ROANOKE TIMES

                         Roanoke Times
                 Copyright (c) 1995, Landmark Communications, Inc.

DATE: THURSDAY, May 3, 1990                   TAG: 9005030542
SECTION: VIRGINIA                    PAGE: B-1   EDITION: EVENING 
SOURCE: PATRICIA LOPEZ BADEN EDUCATION WRITER
DATELINE:                                 LENGTH: Medium


RETHINKING URGED ON VA. EDUCATION

Here's a simple math question.

Your child hits the algebra books in class all year along, 45 minutes a day, most every school day from September through June.

So how much time did he or she actually spend learning algebra?

Less than 19 full days.

That's the startling statistic educators were hit with on the final day of the annual conference of state school superintendents at the Marriott in Roanoke.

Lee Banton, president of the Virginia School Boards Association, told superintendents Wednesday that the time may be here when "we need to be allowed to do less, but do it better."

Banton said school districts have become hamstrung by mandates that attempt to correct every social ill through the schools, nibbling away at precious academic time.

"Anything that goes wrong, the attitude is: Let the schools fix it," he said. "You know and I know that it can't be done. Let's define what a quality education is, narrow it down, and then give us the time to do it better."

Afterward, Banton said schools may have to rethink how much of their academic day they are willing to devote to family life, sex education, self esteem, drug education and the myriad of social courses that have little to do with academic basics.

"We are getting more and more mandated into a six-hour school day," he said. "Something's got to give. The idea that children get 19 full, six-hour days worth of a subject every year is intolerable."

Banton was one of several speakers - including Secretary of Education James Dyke and Lt. Gov. Donald Beyer - who hammered away at what are becoming familiar themes in education: eliminate disparity, increase high-level math and science courses, reduce the dropout rate and restructure education to meet the demands of the post-industrial age.

Dyke told the superintendents that by the year 2000 the number of math-based jobs will increase by 36 percent and, for the first time in history, a majority of all new jobs will require some college education.

Of the children in elementary school now, he said, one-fourth will live in poverty sometime during their school years.

"One-half can expect to live in a single-parent household at some point," he said. "If we don't provide extra help, early and consistently, the majority will drop out well before they even reach high school.

"But that won't be the last we'll hear from them. We'll add them to our welfare rolls, subtract them from our tax base and read about them in local crime reports."

Dyke said Virginia spends up to $30,000 a year housing a single prison inmate, "yet we spend, at most, $8,000 per pupil."

Ultimately, he said, "we are squandering a significant portion of each generation."

Dyke said the state must bring together a network of education, employment and economic development systems to improve education.

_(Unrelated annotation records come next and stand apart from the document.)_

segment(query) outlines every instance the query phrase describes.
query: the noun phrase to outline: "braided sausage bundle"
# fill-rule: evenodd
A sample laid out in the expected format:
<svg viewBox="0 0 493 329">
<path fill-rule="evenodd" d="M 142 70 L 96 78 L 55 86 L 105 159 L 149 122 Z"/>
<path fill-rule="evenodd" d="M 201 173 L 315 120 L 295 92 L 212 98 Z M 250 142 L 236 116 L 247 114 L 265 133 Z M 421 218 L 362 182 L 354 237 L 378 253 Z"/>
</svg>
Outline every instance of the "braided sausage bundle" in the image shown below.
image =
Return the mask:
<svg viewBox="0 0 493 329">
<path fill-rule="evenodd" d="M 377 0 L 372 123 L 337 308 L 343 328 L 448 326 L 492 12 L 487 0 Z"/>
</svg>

Dyke also said that in order to determine educational problems in Southwest Virginia he will be opening an office in Abingdon. "I want to hear first-hand the concerns of educators, business leaders and citizens in Southwest Virginia - where they think our educational system is going."

"If we are ever going to achieve a level of excellence," Dyke said, "we cannot permit economic status or geographic location to prevent access to the highest-quality education the commonwealth can provide."

Beyer also said that eliminating disparity must be a top priority for Virginia in the coming years.

"Educational economic disparity is one of the greatest challenges facing us," he said. "I don't think there is a single school system in Southwest Virginia that spends even half of what Fairfax spends."

Several weeks ago, the Council on Economic Enterprise Development issued a glowing report card for Virginia, Beyer said. "We got an A in economic vitality and three Bs."

But when it came to economic disparity, he said, "Virginia ranked 50th out of 50 states. We came in dead last."

That must change, Beyer said.

But in making those changes, state educators must resist the temptation to micro-manage, he said.

Instead, education should move toward "school-based management," in which a central authority sets the goals, but individual schools are allowed to devise their own method for getting there.

Beyer also said he strongly supported allowing parents to choose the school their child will attend, without regard for attendance boundaries or district lines.

While cautioning that he would never support choice that resegregated schools, "choice would let us put pressure on poorly performing schools and allow us to put money into successful schools."